Mais faut pas arrêter de bouger paraît-il. Oh que non sous peine de voir notre belle machine jusque là fidèle s'encroûter à tout jamais. N'empêche, c'est pas toujours le fun de continuer. Ça demande plus d'efforts, plus de résilience. Plus de "je vis un jour à la fois", puis plus de "je vis une minute à la fois". J'ai encore perdu quelque chose, c'est pas grave, il me reste ça. C'est moins beau que la chose perdue, c'est moins agréable, en fait, c'est autre chose. Pas celle que tu voulais ou que tu aimais. Non. Autre chose.

Je peux avoir l'air pessimiste comme ça (je sais c'est à s'y méprendre) mais je ne suis pas la seule à ne pas être toujours zen. Je viens de terminer le dernier recueil de Gilles Archambault, La candeur du patriarche où, dans une trentaine de récits, il aborde sa propre vieillesse.
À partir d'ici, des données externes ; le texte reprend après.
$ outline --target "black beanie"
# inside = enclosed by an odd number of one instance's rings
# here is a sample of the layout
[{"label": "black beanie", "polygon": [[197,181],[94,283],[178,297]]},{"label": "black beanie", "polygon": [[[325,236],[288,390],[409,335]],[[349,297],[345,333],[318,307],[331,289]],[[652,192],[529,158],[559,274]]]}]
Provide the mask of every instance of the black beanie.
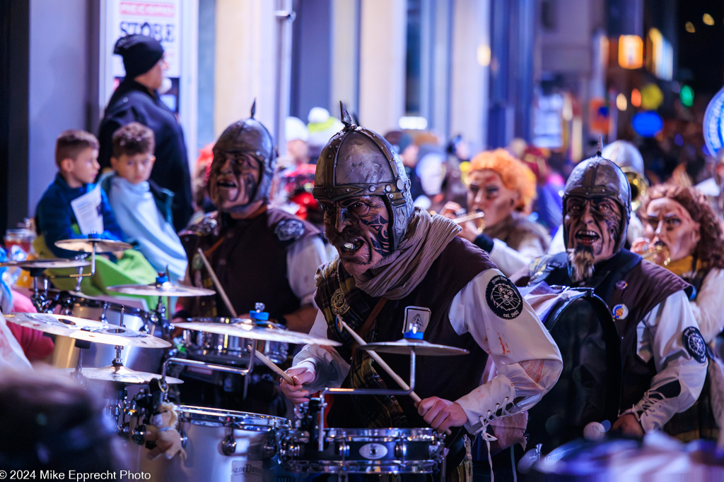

Il ne mâche pas ses mots. Il ne joue pas à l'idéaliste. Il présente sa réalité de vieillard de 89 ans telle qu'elle est, avec ses limites, ses pertes, ses deuils. Je crois que le sujet le préoccupe fortement car il a aussi écrit ces dernières années Mes débuts dans l'éternité et Il se fait tard. Les titres font foi de tout.

"Mais pourquoi tu lis ça", vous entends-je crier? Parce que moi aussi cette question m'obsède. Moi aussi je cherche des réponses. Je me demande comment on fait pour vieillir en grâce et en sérénité. Comment on fait pour ne pas "rater sa sortie" comme M. Archambault se questionne. Je fais de l'anxiété depuis que j'ai découvert le monde. Et mon expérience des soixante-huit dernières années me confirme que rien ne va s'arranger. Mes peurs changent, mais elles demeurent. Tout comme M. Archambault, je ne crois pas que je vais acquérir plus de sagesse. On est comme on est jusqu'à la fin. On peut juste travailler à ce que ça fasse moins mal peut-être. Ou on arrive à enfin lâcher prise avant qu'il ne soit trop tard???

Alors, sur ces paroles encourageantes, je me souhaite de continuer à prendre soin de moi, de mon corps, de ma tête et de mon âme. Qui sait, peut-être que ma nouvelle tête sera pas si mal après tout. Justement je vais chez le coiffeur aujourd'hui. À plus!!